Mario Draghi, sul Financial Times, ha fornito un contributo interessante al dibattito sulle politiche di contrasto alla pandemia del Coronavirus. Cosa si può ritenere dell’analisi del rimpianto ex presidente della Bce? Andiamo per punti.
- In primo luogo, e Draghi non è il primo a dirlo, è chiaro che non si tratta di una crisi keynesiana “classica”. Si fondono come neve al sole sia la domanda aggregata, vittima di un crollo dei redditi e di un’incertezza che regna sovrana, sia l’offerta aggregata, vittima di catene del valore internazionali che sono disarticolate, e del crollo degli ordini.
- Inoltre, e questa è quasi la sola ragione di cauto ottimismo, l’origine della crisi è chiaramente esogena, cioè esterna alle nostre economie. Questo significa che, se essa sarà gestita come si deve, una volta messa alle nostre spalle la pandemia potremmo ripartire abbastanza in fretta. Si può quindi sperare in una traiettoria a “V”, con il crollo brutale seguito da un altrettanto violenta ripresa. La sfida è di evitare una “U”, o ancora peggio una “L”.

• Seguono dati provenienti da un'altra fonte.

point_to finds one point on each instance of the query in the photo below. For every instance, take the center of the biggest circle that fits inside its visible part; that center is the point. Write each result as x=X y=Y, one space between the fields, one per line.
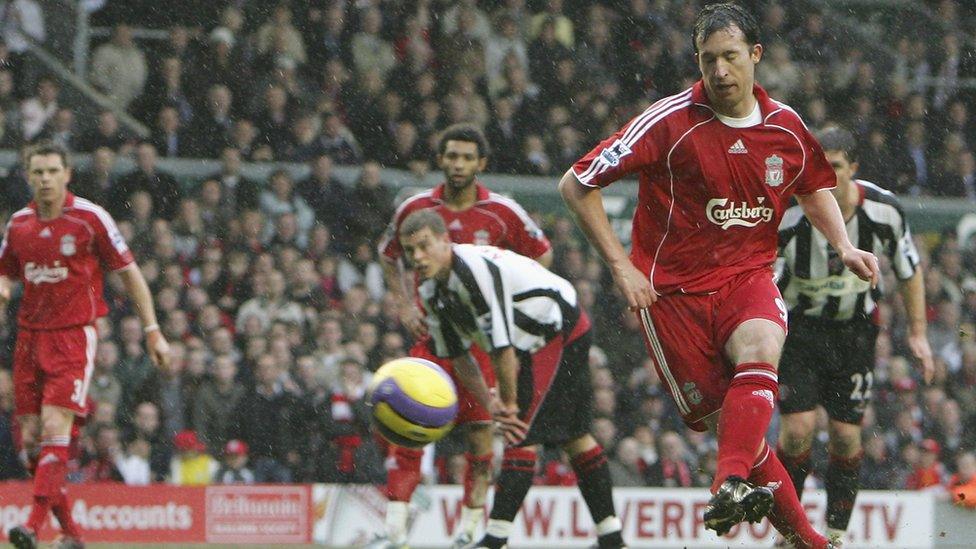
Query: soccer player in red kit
x=58 y=247
x=473 y=215
x=717 y=166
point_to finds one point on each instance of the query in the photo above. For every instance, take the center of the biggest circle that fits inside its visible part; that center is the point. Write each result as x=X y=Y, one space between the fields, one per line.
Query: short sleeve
x=110 y=245
x=818 y=175
x=635 y=146
x=447 y=341
x=9 y=266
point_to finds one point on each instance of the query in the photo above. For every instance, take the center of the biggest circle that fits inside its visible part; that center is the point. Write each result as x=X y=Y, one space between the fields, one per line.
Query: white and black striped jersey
x=494 y=299
x=812 y=277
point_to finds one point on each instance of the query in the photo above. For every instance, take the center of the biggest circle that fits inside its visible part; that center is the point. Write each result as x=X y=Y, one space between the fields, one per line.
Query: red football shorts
x=469 y=409
x=53 y=367
x=686 y=336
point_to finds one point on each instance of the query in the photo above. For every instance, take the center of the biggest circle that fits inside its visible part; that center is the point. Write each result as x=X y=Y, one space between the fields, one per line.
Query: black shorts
x=828 y=363
x=555 y=396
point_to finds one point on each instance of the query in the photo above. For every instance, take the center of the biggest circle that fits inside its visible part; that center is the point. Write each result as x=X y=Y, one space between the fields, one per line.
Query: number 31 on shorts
x=76 y=395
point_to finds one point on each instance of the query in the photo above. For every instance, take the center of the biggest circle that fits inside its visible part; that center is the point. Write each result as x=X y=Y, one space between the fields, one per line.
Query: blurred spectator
x=147 y=177
x=134 y=463
x=265 y=421
x=962 y=485
x=929 y=472
x=119 y=67
x=211 y=127
x=104 y=387
x=21 y=23
x=192 y=465
x=37 y=110
x=98 y=464
x=96 y=182
x=233 y=469
x=106 y=133
x=279 y=37
x=878 y=469
x=215 y=403
x=168 y=136
x=62 y=130
x=671 y=470
x=360 y=268
x=371 y=203
x=10 y=465
x=369 y=49
x=626 y=468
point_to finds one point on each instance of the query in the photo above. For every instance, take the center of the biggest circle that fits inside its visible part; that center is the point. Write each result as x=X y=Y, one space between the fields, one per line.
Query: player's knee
x=845 y=442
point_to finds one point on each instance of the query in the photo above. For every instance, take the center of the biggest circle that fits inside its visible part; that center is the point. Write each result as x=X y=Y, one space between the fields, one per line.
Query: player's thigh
x=27 y=375
x=799 y=370
x=678 y=332
x=752 y=298
x=555 y=392
x=849 y=385
x=470 y=409
x=67 y=358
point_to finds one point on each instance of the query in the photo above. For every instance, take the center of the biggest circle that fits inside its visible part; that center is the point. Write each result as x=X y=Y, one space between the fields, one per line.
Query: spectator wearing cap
x=192 y=465
x=234 y=468
x=278 y=36
x=929 y=472
x=119 y=67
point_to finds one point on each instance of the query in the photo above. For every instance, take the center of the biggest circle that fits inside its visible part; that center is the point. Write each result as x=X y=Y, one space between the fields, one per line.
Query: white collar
x=752 y=119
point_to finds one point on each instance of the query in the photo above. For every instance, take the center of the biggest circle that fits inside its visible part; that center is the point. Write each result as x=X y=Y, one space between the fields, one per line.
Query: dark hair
x=466 y=133
x=423 y=219
x=44 y=148
x=836 y=138
x=716 y=17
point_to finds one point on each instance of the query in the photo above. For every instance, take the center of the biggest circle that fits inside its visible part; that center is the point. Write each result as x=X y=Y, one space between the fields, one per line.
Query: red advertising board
x=172 y=514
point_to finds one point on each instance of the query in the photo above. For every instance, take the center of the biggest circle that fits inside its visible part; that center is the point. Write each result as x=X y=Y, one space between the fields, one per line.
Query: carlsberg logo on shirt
x=727 y=214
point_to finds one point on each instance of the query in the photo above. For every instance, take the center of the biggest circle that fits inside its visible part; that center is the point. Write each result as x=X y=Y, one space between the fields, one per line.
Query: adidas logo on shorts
x=767 y=394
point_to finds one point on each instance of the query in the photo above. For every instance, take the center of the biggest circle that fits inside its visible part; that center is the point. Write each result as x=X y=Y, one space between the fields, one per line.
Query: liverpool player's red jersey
x=493 y=220
x=61 y=261
x=711 y=195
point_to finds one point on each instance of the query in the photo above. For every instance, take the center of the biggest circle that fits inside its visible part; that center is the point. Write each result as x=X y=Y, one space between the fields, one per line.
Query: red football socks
x=746 y=411
x=49 y=479
x=788 y=516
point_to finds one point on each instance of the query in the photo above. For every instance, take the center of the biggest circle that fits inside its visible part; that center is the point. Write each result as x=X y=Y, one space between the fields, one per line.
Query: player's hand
x=919 y=344
x=634 y=285
x=413 y=320
x=863 y=264
x=507 y=421
x=158 y=348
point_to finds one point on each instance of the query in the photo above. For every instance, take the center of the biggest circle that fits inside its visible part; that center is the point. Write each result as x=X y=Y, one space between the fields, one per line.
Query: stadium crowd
x=271 y=291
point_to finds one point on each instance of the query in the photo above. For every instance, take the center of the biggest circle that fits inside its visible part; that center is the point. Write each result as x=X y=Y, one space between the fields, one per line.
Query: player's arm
x=397 y=283
x=913 y=294
x=6 y=289
x=138 y=290
x=586 y=203
x=823 y=212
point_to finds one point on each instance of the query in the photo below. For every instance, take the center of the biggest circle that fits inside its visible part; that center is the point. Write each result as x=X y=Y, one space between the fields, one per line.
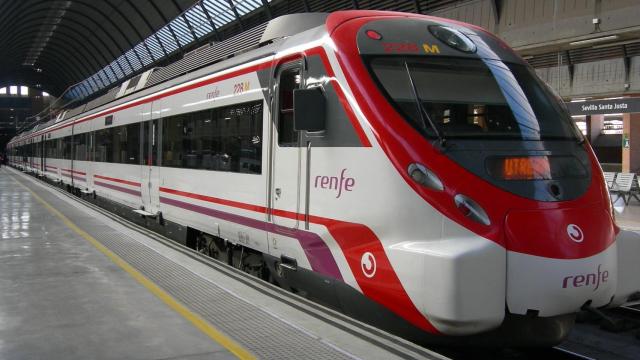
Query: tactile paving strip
x=258 y=331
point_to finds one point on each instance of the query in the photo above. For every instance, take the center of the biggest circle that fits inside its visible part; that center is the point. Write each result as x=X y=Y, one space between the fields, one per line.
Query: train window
x=104 y=147
x=223 y=139
x=66 y=148
x=118 y=144
x=465 y=98
x=80 y=147
x=149 y=144
x=289 y=80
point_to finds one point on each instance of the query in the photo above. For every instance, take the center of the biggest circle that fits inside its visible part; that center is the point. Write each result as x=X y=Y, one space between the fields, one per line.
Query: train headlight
x=425 y=177
x=453 y=37
x=471 y=209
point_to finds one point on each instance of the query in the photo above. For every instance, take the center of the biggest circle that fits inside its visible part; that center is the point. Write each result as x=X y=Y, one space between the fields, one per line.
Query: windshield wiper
x=424 y=115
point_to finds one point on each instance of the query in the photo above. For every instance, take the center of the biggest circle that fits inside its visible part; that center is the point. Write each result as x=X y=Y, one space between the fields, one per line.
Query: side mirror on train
x=309 y=109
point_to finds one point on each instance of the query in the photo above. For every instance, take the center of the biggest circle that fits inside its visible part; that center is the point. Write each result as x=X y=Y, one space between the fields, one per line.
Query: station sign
x=611 y=106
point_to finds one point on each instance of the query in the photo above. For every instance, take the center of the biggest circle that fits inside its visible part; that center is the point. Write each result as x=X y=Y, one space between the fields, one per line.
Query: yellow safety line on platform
x=196 y=320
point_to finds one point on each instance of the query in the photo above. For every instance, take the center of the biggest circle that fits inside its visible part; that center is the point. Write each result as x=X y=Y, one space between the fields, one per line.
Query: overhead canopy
x=55 y=44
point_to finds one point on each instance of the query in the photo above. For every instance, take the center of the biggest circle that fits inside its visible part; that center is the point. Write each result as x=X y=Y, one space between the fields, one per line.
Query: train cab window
x=289 y=80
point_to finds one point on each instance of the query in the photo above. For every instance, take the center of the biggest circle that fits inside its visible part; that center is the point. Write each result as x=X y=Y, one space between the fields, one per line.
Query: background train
x=407 y=170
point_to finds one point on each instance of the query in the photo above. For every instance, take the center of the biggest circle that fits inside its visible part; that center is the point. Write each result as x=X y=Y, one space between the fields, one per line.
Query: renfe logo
x=586 y=279
x=368 y=264
x=575 y=233
x=335 y=183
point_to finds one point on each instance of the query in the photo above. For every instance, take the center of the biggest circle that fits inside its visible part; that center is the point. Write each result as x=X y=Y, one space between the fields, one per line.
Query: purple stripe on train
x=315 y=249
x=118 y=188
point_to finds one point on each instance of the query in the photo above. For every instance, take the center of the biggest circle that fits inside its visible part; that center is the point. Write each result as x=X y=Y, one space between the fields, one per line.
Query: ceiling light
x=592 y=40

- La sfida per governi e banche centrali è quindi quella di evitare che le difficoltà temporanee di imprese fondamentalmente sane ne causino il fallimento. Quando l’economia ripartirà, occorrerà che il sistema produttivo sia il meno danneggiato possibile, e quindi in grado di accompagnare la ripresa dei consumi e della domanda aggregata. Si tratta insomma di tenere a galla le imprese, soprattutto piccole e medie, che oggi non sono in grado di far fronte ai loro impegni finanziari. Whatever it takes, come si è detto.